On Sat, Sep 12, 2015 at 1:36 AM, Hefty, Sean <sean.he...@intel.com> wrote:
>> > Trying to limit the number of QPs that an app can allocate,
>> > therefore, just limits how much of the address space an app can use.
>> > There's no clear link between QP limits and HW resource limits,
>> > unless you assume a very specific underlying implementation.
>>
>> Isn't that the point though? We have several vendors with hardware
>> that does impose hard limits on specific resources. There is no way to
>> avoid that, and ultimately, those exact HW resources need to be
>> limited.
>
> My point is that limiting the number of QPs that an app can allocate doesn't 
> necessarily mean anything.  Is allocating 1000 QPs with 1 entry each better 
> or worse than 1 QP with 10,000 entries?  Who knows?

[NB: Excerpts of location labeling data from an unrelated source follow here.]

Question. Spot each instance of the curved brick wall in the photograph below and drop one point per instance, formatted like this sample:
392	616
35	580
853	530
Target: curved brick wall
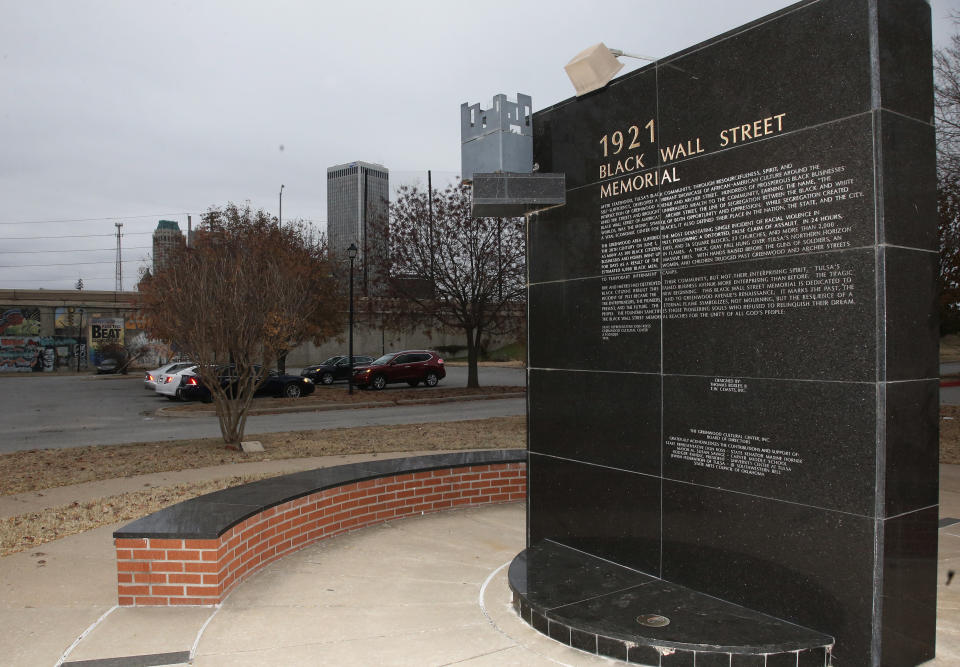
195	552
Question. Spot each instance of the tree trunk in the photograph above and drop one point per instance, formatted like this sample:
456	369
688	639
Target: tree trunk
232	421
472	340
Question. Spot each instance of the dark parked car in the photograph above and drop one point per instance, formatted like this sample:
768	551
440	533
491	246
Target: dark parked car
410	366
334	368
281	386
108	366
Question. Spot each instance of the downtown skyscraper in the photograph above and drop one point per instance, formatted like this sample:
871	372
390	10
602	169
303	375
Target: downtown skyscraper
358	199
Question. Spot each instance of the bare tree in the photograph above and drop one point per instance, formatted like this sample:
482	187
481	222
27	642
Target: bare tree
947	111
946	70
456	271
243	292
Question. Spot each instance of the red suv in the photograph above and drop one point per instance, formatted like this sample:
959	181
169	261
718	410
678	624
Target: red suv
410	366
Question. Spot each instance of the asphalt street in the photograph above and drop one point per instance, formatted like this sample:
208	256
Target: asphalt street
47	412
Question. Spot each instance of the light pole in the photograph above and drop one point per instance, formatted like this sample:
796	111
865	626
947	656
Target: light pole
352	254
280	215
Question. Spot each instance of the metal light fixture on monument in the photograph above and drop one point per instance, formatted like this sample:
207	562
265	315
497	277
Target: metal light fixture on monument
496	146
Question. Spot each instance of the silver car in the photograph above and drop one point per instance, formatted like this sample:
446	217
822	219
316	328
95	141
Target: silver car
150	377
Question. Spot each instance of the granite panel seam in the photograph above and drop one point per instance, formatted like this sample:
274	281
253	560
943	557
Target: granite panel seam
595	465
771	498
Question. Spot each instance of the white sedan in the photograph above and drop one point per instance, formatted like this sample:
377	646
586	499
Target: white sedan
150	377
168	384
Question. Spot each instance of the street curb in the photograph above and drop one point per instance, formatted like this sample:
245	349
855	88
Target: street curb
173	412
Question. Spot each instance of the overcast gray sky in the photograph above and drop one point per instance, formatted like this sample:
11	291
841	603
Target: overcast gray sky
123	111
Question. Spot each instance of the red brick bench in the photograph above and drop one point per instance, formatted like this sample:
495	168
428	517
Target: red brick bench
195	552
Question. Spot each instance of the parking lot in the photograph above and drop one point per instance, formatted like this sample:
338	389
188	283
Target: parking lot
49	411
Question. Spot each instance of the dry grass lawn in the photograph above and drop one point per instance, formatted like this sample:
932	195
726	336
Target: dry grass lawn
36	470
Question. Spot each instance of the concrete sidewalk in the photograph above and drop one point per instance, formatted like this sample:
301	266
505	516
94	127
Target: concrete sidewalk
424	591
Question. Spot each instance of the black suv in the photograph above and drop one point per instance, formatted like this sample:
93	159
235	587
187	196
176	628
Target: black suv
275	384
334	368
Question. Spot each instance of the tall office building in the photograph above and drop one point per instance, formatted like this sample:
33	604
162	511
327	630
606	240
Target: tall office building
166	237
358	199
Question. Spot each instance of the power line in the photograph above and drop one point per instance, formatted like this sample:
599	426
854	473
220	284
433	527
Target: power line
69	236
22	252
32	266
116	217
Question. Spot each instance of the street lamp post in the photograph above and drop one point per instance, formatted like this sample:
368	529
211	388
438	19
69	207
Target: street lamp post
352	254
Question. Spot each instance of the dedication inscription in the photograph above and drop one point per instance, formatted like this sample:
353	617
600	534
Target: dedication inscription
745	266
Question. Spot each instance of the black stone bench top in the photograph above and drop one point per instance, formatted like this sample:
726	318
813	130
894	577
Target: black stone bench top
211	515
592	596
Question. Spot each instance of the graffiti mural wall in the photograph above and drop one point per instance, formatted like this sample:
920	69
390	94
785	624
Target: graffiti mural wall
21	321
35	354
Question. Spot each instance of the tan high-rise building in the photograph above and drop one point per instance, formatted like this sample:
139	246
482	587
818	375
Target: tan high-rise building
166	238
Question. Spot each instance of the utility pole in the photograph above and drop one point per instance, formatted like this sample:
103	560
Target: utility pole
118	286
430	240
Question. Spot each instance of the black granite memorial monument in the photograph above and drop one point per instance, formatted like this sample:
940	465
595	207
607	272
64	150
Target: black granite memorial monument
733	351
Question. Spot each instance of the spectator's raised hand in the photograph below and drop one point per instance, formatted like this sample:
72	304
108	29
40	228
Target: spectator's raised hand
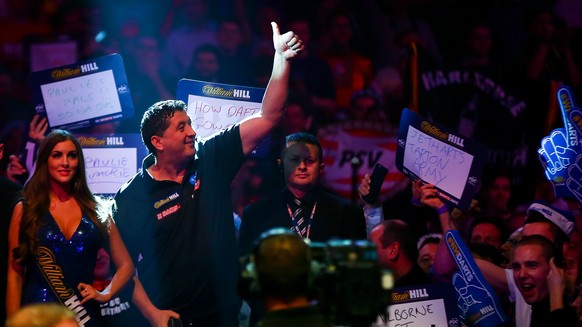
288	44
37	129
556	154
574	180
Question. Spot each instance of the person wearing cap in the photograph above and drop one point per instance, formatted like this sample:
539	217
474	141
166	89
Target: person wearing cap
540	282
553	224
427	247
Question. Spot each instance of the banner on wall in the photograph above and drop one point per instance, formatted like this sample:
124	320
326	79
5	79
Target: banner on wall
561	152
214	107
477	303
433	154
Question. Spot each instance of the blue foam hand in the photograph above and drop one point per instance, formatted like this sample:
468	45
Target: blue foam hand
574	180
556	155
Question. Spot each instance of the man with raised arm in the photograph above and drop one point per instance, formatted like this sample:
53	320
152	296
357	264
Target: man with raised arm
175	214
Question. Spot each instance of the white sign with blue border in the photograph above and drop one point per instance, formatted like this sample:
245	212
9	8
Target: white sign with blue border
82	94
561	152
214	107
111	160
453	164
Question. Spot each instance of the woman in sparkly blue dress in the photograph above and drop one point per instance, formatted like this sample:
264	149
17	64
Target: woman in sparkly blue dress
56	232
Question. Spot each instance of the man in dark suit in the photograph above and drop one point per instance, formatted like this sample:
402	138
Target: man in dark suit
303	205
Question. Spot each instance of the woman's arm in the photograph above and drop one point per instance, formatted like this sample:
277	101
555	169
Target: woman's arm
15	271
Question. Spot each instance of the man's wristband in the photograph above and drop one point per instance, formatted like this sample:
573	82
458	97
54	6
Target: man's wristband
415	202
442	210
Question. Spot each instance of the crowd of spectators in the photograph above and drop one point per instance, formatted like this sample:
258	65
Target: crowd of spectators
488	69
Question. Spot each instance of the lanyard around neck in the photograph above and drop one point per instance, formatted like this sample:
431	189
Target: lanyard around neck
294	220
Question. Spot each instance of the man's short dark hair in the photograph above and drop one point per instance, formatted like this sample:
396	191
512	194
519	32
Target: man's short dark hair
398	231
496	221
283	265
536	217
546	245
156	120
303	138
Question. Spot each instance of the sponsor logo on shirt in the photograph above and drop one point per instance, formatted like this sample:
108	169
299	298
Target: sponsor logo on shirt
160	203
169	211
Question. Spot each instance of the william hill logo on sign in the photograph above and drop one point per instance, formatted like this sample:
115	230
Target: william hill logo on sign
245	94
409	295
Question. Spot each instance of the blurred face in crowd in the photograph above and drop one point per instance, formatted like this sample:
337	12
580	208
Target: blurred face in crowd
539	228
498	194
480	41
486	233
341	30
530	272
206	65
362	107
62	162
426	255
543	27
302	166
195	10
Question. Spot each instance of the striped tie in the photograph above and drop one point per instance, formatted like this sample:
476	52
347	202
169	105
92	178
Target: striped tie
298	214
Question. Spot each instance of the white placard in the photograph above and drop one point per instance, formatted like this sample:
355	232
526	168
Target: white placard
108	168
81	98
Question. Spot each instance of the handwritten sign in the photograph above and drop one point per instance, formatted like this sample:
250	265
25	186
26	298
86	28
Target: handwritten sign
477	302
110	161
437	162
214	107
429	305
431	153
83	94
50	55
108	169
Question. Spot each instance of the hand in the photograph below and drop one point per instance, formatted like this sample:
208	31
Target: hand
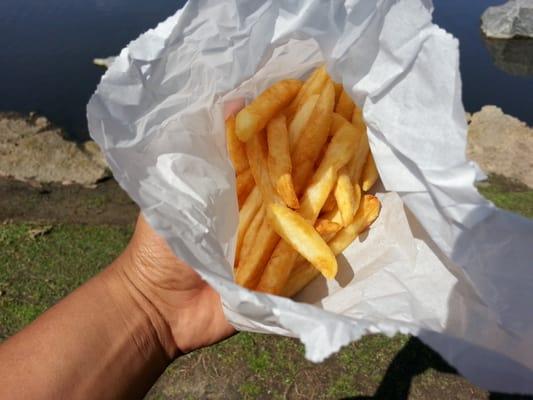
190	309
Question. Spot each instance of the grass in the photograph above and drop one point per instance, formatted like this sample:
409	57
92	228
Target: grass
508	194
36	272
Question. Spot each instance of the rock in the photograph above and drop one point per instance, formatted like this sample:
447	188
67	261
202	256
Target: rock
513	56
512	19
104	62
501	144
31	149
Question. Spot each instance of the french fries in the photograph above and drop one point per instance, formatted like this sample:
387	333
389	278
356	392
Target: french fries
301	118
236	151
345	197
345	105
370	174
301	235
279	160
254	117
314	85
245	184
302	160
304	273
246	215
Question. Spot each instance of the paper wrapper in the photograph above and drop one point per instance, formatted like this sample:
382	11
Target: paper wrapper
440	262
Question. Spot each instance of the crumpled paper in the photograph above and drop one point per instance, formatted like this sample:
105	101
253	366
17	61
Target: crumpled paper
441	262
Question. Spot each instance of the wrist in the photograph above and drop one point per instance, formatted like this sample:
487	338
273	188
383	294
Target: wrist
146	325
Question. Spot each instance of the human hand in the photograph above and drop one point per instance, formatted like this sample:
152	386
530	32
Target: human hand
190	310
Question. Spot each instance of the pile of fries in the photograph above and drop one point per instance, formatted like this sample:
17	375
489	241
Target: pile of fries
303	164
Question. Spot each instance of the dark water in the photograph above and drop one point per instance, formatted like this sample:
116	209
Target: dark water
47	47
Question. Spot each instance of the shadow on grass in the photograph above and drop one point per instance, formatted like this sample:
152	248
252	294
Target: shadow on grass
412	360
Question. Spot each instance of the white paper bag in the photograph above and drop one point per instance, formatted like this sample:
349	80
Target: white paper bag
440	262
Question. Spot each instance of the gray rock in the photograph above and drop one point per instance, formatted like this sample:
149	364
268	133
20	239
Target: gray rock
104	62
501	144
512	19
513	56
31	149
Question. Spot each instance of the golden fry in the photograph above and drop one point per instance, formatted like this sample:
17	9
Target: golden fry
301	235
246	215
279	160
248	241
337	154
345	196
370	173
314	136
254	117
330	203
275	273
326	227
313	85
250	268
338	91
355	167
368	211
236	151
301	118
256	150
345	105
245	184
303	272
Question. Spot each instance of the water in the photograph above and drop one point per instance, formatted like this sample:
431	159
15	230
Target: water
47	48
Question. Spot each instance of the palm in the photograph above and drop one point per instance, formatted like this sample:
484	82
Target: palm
190	306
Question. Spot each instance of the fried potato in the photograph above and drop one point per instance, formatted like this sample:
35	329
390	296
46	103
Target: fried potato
250	268
314	136
305	140
370	173
236	151
313	85
254	117
301	235
276	272
345	105
345	196
245	184
303	273
338	91
368	211
246	215
248	241
299	122
330	203
256	150
356	165
326	227
279	160
337	154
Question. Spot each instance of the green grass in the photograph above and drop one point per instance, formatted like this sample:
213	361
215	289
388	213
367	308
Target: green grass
35	273
509	195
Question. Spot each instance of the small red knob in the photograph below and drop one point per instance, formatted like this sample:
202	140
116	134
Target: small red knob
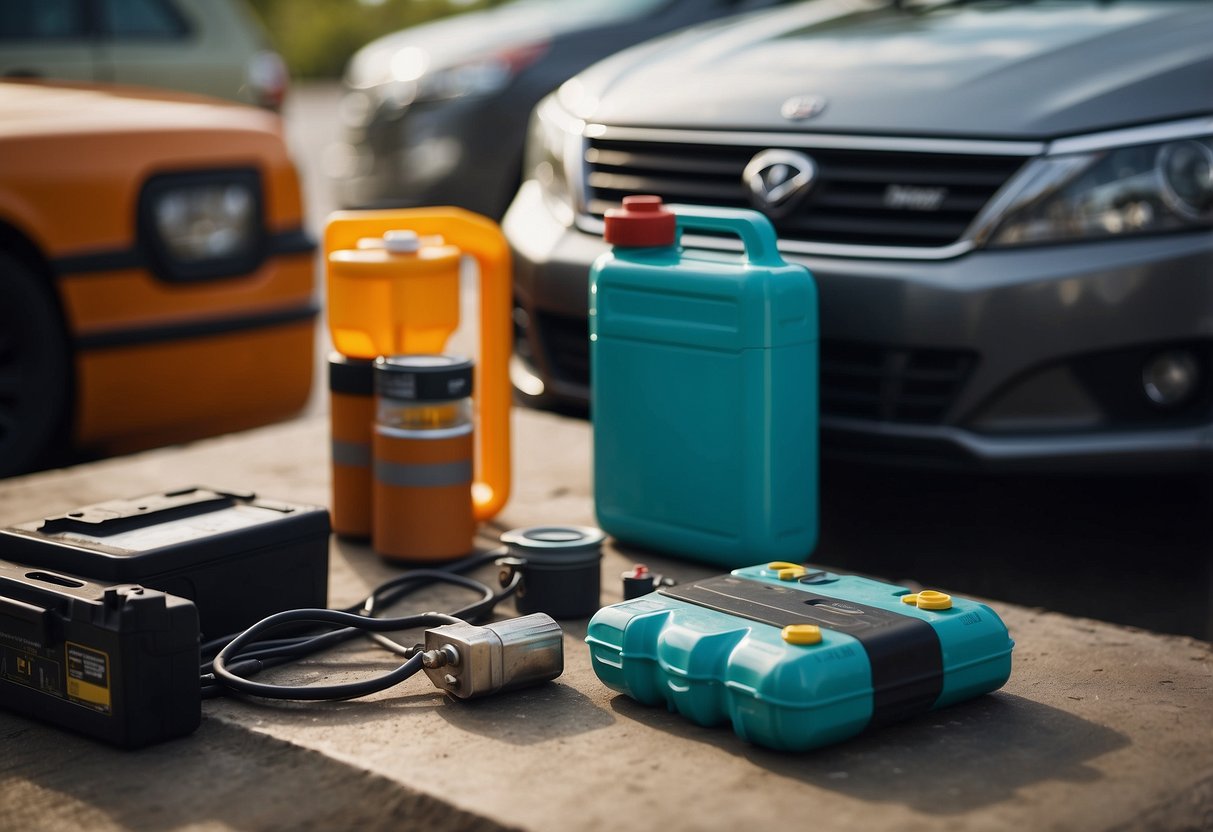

I think it means if its RDMA RC QP, than whether you can talk to 1000
nodes or 1 node in network.
When we deploy MPI application, it know the rank of the application,
we know the cluster size of the deployment and based on that resource
allocation can be done.
If you meant to say from performance point of view, than resource
count is possibly not the right measure.

Just because we have not defined those interface for performance today
in this patch set, doesn't mean that we won't do it.
I could easily see a number_of_messages/sec as one interface to be
added in future.
But that won't stop process hoarders to stop taking away all the QPs,
just the way we needed PID controller.

Now when it comes to Intel implementation, if it driver layer knows
(in future we new APIs) that whether 10 or 100 user QPs should map to
few hw-QPs or more hw-QPs (uSNIC).
so that hw-QP exposed to one cgroup is isolated from hw-QP exposed to
other cgroup.
If hw- implementation doesn't require isolation, it could just
continue from single pool, its left to the vendor implementation on
how to use this information (this API is not present in the patch).

So cgroup can also provides a control point for vendor layer to tune
internal resource allocation based on provided matrix, which cannot be
done by just providing "memory usage by RDMA structures".

If I have to compare it with other cgroup knobs, low level individual
knobs by itself, doesn't serve any meaningful purpose either.
Just by defined how much CPU to use or how much memory to use, it
cannot define the application performance either.
I am not sure, whether iocontroller can achieve 10 million IOPs by
defining single CPU and 64KB of memory.
all the knobs needs to be set in right way to reach desired number.

In similar line RDMA resource knobs as individual knobs are not
definition of performance, its just another knob.

>
>> If we want to talk about abstraction, then I'd suggest something very
>> general and simple - two limits:
>>  '% of the RDMA hardware resource pool' (per device or per ep?)
>>  'bytes of kernel memory for RDMA structures' (all devices)
>
> Yes - this makes more sense to me.
>

Sean, Jason,
Help me to understand this scheme.

1. How does the % of resource, is different than absolute number? With
rest of the cgroups systems we define absolute number at most places
to my knowledge.
Such as (a) number_of_tcp_bytes, (b) IOPs of block device, (c) cpu cycles etc.
20% of QP = 20 QPs when 100 QPs are with hw.
I prefer to keep the resource scheme consistent with other resource
control points - i.e. absolute number.

2. bytes of  kernel memory for RDMA structures
One QP of one vendor might consume X bytes and other Y bytes. How does
the application knows how much memory to give.
application can allocate 100 QP of each 1 entry deep or 1 QP of 100
entries deep as in Sean's example.
Both might consume almost same memory.
Application doing 100 QP allocation, still within limit of memory of
cgroup leaves other applications without any QP.
I don't see a point of memory footprint based scheme, as memory limits
are well addressed by more smarter memory controller anyway.

I do agree with Tejun, Sean on the point that abstraction level has to
be different for using RDMA and thats why libfabrics and other
interfaces are emerging which will take its own time to get stabilize,
integrated.

Until pure IB style RDMA programming model exist - based on RDMA
resource based scheme, I think control point also has to be on
resources.
Once a stable abstraction level is on table (possibly across fabric
not just RDMA), than a right resource controller can be implemented.
Even when RDMA abstraction layer arrives, as Jason mentioned, at the
end it would consume some hw resource anyway, that needs to be
controlled too.

Jason,
If the hardware vendor defines the resource pool without saying its
resource QP or MR, how would actually management/control point can
decide what should be controlled to what limit?
We will need additional user space library component to decode than,
after that it needs to be abstracted out as QP or MR so that it can be
deal in vendor agnostic way as application layer.
and than it would look similar to what is being proposed here?